Sono trascorsi 700 anni dalla morte del più grande poeta italiano: Dante Alighieri (1265–1321). Entrò nel firmamento della letteratura mondiale con la sua Grande Opera  “La Divina Commedia”. In una sorta di curiosa indagine, alcuni ricercatori del Brasile – Santos, Borges, Souza e Mota Gomes – decisero di rispondere alla domanda se Dante fosse un narcolettico.

Naturalmente, poiché il loro argomento era un’opera letteraria secolare, era impossibile analizzare con sicurezza.

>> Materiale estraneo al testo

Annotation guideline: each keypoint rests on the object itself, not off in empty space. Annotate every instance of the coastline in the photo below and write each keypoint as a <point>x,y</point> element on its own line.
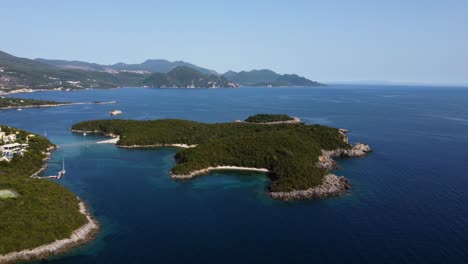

Tuttavia, i ricercatori sono andati avanti e hanno analizzato il lavoro di Dante attraverso il prisma delle informazioni, oggi note sulla narcolessia. Come affermato nel documento, la frequenza della narcolessia è di 45-84 casi ogni 100.000 persone di età compresa tra 20 e 40 anni. La malattia è caratterizzata da sonno improvviso, eccessiva sonnolenza diurna, debolezza muscolare, paralisi del sonno e allucinazioni.

La narrazione della Divina Commedia di Dante avviene durante una sorta di un sogno o allucinazione insolitamente vivida. Qui inizia il suo viaggio dall’inferno al paradiso. Analizzando il testo, Santos et al. hanno trovato continui riferimenti ad uno stato di sonnolenza (“tanto ero pieno di sonno”), l’esperienza di un breve sonno ristoratore (“come una persona che viene svegliata con la forza, e intorno ho mosso i miei occhi riposati”), il passaggio improvviso tra veglia e sonno (“e la mente si trasmuta in sogno”), allucinazioni (in cui Maria sta abbracciando Gesù) e debolezza muscolare (quando si incontra un lupo).

Gli autori scoprono che nella narrazione dell’opera di Dante si fanno altri riferimenti: epilessia, uso di sostanze psichedeliche, o semplicemente sogni molto vividi. Tuttavia, come aggiungono i ricercatori, vista la presenza di tanti indicatori, è difficile non associarli alla narcolessia.

L’articolo è stato pubblicato nel novembre 2021 nella rivista Studies in Health Sciences.